Deep Hierarchical Reinforcement Learning Based Recommendations via Multi-goals Abstraction
Zhao, Dongyang, Zhang, Liang, Zhang, Bo, Zheng, Lizhou, Bao, Yongjun, Yan, Weipeng
The recommender system is an important form of intelligent application, which assists users to alleviate from information redundancy. Among the metrics used to evaluate a recommender system, the metric of conversion has become more and more important. The majority of existing recommender systems perform poorly on the metric of conversion due to its extremely sparse feedback signal. To tackle this challenge, we propose a deep hierarchical reinforcement learning based recommendation framework, which consists of two components, i.e., high-level agent and low-level agent.

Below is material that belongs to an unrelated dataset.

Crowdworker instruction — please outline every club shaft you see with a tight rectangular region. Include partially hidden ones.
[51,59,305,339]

The high-level agent catches long-term sparse conversion signals, and automatically sets abstract goals for low-level agent, while the low-level agent follows the abstract goals and interacts with real-time environment. To solve the inherent problem in hierarchical reinforcement learning, we propose a novel deep hierarchical reinforcement learning algorithm via multi-goals abstraction (HRL-MG). Our proposed algorithm contains three characteristics: 1) the high-level agent generates multiple goals to guide the low-level agent in different stages, which reduces the difficulty of approaching high-level goals; 2) different goals share the same state encoder parameters, which increases the update frequency of the high-level agent and thus accelerates the convergence of our proposed algorithm; 3) an appreciate benefit assignment function is designed to allocate rewards in each goal so as to coordinate different goals in a consistent direction. We evaluate our proposed algorithm based on a real-world e-commerce dataset and validate its effectiveness.